You need to delete EVERYTHING
– go to iCloud and delete all contacts
– that removes them from Mac and from iPhones from iPad
– then go to each device and delete all the “On my [device]” contacts
– so now every device has NO contacts. -
Using Importer for Contacts, it takes literally seconds to put 1000 contacts into iCloud and about a minute for them to propagate to every device.
My plan – Just apply Exporter once [an interval] and live happily ever after. You can set the interval based on how frequently you add contacts, how much (or little) source documentation you have, how critical each one is. The point is that you have an complete, independent, editable backup at all times. And can restore from that selectively or completely.
Hope some of this is helpful.
Tangents:
- I use and love BusyCal – but it is subscription (not advertised that way – but then you get notices after 18 months that you need a license “upgrade” to get an app “upgrades” – whether a new “version” or just a decimal change.
- I was not impressed with BusyContacts. And glad to avoid another subscription.
- I did use CCC and Time Machine concurrently. But with CCC v7, Mike Bombich has added full documentation of how CCC is more flexible and absolutely as complete. And in my opinion easier to work with – the graphic metaphor in Time Machine has not aged well in my opinion. I now use only CCC for my local backups and a different service for my cloud backups.

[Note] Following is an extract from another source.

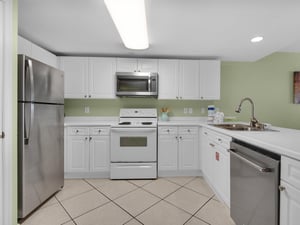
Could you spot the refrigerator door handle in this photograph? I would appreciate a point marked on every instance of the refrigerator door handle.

Thanks for pointing out Stefan Keller’s Exporter/Importer apps. There are some thoughtful features, like normalizing phone number formats.
It wasn’t obvious to me if it also handles exporting/importing contact photos, but I notice he has another tool, Backup Contact Pictures, that may be worth investigating.
PS. Speaking of phone number normalization, I am reminded of Brian Toth’s PostCheck, a much-missed utility that ceased functioning when Apple stopped supporting Address Book plugins. I loved having the ability to verify and normalize US addresses direct within the Address Book app. I haven’t found a consumer-level tool to accomplish that since then. There are cloud-based mailing list management tools that work well for US and international addresses, but they require uploading data to the cloud and can be too pricey for personal use. FWIW, I volunteer for a non-profit organization that uses smarty.com for this purpose. Very functional, but again, a bit pricey for personal use.
I continue to use PostCheck.app through Sequoia. There apparently have been some changes in macOS/Mail that affect proper initialization in PostCheck. I use a dedicated Contact List for connection to PostCheck. After the initial failure to update entries, switching to another list and back jogs something and PostCheck will usually update a Contacts card. Multiple address in one card may fail to update completely. When I earlier corresponded with Brian, he had simply abandoned Postcheck.
Thanks for the reminder about the app version PostCheck (as opposed to the plugin version). I had downloaded the app version when it first came out, but I guess I let Brian’s warnings about unsupported alpha status scare me away and subsequently forgot about it. Thanks for reporting on your experience.